Abstract
Background
Alcohol use disorder (AUD) results in frequent hospital readmissions. Although the literature has shown the efficacy of anti-craving medications (ACM), they are infrequently prescribed upon discharge. The outcomes of discharge to substance use treatment facilities (STF) have also not been fully explored. This study seeks to determine the impact of ACM as well as discharge to STF on readmissions for people with AUD.
Methods
This retrospective case-control study analyzed encounters made within HCA Healthcare hospitals across the United States from 2016 to 2018 for adults with AUD. The case definition was the presence of ACM defined as acamprosate or naltrexone upon discharge as well as discharge disposition (STF vs. all others). The main outcomes were the likelihood of 30- and 90-day readmission and blood alcohol concentration (BAC) on 30-day readmission in cases versus adults with AUD declining/not referred to an STF or not using ACM. The controlled variables included age, sex, race, and insurance status.
Results
A total of 14 691 patients were identified for the study. Of these, 3308 patients were prescribed ACM and 1125 patients were discharged to an STF. Patients without ACM were 1.18 times more likely to be readmitted within 30 days (95% CI, 1.07–1.30; P = .0005). Patients discharged to an STF were 1.57 times more likely to be readmitted within 30 days (95% CI, 1.37–1.79; P < .0001), but these patients had a BAC that was 26.74 units lower on 30-day readmission than those who were not discharged to an STF.
Conclusion
The prescription of ACM on discharge was associated with decreased 30-day readmission rates. The lower BAC of those who were readmitted within 30 days suggests discharge to STF may be beneficial for the treatment of AUD in the longer term. Practitioners are encouraged to prescribe ACM for people admitted with AUD to reduce the likelihood of 30-day readmission.
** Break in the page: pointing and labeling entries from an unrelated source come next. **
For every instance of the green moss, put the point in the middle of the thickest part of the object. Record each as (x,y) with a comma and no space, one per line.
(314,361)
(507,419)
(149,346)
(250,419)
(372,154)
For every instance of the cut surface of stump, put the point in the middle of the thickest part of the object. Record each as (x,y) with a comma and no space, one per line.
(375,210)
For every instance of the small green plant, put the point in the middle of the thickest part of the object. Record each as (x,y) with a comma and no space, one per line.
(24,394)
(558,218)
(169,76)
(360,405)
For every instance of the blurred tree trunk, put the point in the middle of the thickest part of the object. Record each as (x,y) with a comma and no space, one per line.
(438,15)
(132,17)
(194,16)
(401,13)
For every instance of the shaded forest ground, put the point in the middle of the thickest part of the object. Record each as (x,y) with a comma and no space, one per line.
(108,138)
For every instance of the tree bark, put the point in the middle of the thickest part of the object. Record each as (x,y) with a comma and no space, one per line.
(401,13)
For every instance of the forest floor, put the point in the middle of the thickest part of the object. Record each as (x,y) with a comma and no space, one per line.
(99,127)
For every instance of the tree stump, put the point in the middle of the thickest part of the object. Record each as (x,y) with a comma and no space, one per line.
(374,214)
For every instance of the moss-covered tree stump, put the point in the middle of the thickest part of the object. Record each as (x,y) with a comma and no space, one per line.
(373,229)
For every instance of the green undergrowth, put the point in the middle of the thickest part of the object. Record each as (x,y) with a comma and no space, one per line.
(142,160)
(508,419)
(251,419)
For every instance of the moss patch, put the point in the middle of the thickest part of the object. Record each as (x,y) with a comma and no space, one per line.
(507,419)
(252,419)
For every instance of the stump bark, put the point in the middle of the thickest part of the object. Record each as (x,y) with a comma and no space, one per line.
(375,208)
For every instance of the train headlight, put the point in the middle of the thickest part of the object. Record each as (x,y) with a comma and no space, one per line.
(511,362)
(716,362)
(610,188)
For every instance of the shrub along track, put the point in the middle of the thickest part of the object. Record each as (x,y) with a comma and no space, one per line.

Keywords: alcohol use disorder, readmission, discharge disposition, acamprosate, naltrexone, anti-craving medication
Introduction
Alcohol use disorder (AUD) often results in hospital readmissions.1 The inpatient setting provides an opportunity for treating AUD and initiating anti-craving medication (ACM) upon discharge. Naltrexone and acamprosate are medications that are FDA-approved and shown to be effective in preventing alcohol use relapse.2 A double-blind randomized control trial with over 6000 subjects showed a decrease in the immediate recurrence of alcohol use relapse in those assigned to acamprosate compared to a placebo.3 Decreased adherence to ACM is also associated with an earlier relapse in alcohol consumption.4 Yet less than 9% of patients with AUD are prescribed medications.5
ACMs for AUD have been shown to decrease patients’ lengths of stay in hospitals and to reduce healthcare costs.6 Initiation of a discharge-planning protocol, which included treatment with naltrexone, was associated with a decrease in 30-day hospital readmission rates and emergency department visits.1 In another study, treatment for hospitalized trauma patients with AUD increased cost savings for hospitals, insurers, and government agencies.7 These cost savings were reflective of a reduction in injuries requiring emergency room treatment or hospitalization. Despite evidence in the literature, only 7% of substance use disorder (SUD) treatment programs offered acamprosate during its first year of availability in the United States.8 A prospective study showed that patients who received pharmacotherapy for AUD following discharge from residential AUD programs had a delay in alcohol use, fewer relapses, and decreased need for inpatient treatment.9
A retrospective cohort study reported that AUD-related admissions were associated with a mortality rate of 11% and accrued over 7 million dollars in cost over a 6-month period.10 The majority of admitted patients were discharged home without continuity of care for their AUD.10 However, transitioning patients to a residential or outpatient SUD treatment program after discharge has been shown to significantly reduce readmission rates and associated costs.11 Anti-craving medications affect patients’ alcohol use relapse, but there is a lack of data on whether ACM have a positive effect on hospital readmissions. The present retrospective cohort study serves to determine whether there is an association between the ACM prescribed as well as disposition on discharge to reduce 30- and 90-day hospital readmission rates as well as decreased blood alcohol concentration (BAC) upon 30-day readmission.
Methods
Study Design and Sample
This retrospective study reviewed all existing encounters made within HCA Healthcare facilities across the United States from January 2016 to December 2018. HCA Healthcare is comprised of 185 hospitals and 2000 sites of care, including surgery centers, urgent care centers, emergency rooms, and physician clinics in 21 states across the United States. All collected data and patient information were de-identified prior to analysis. Institutional review board exemption was obtained after review by the HCA Healthcare Institutional Review Board manager system. Data collection was conducted from January 2019 to February 2020.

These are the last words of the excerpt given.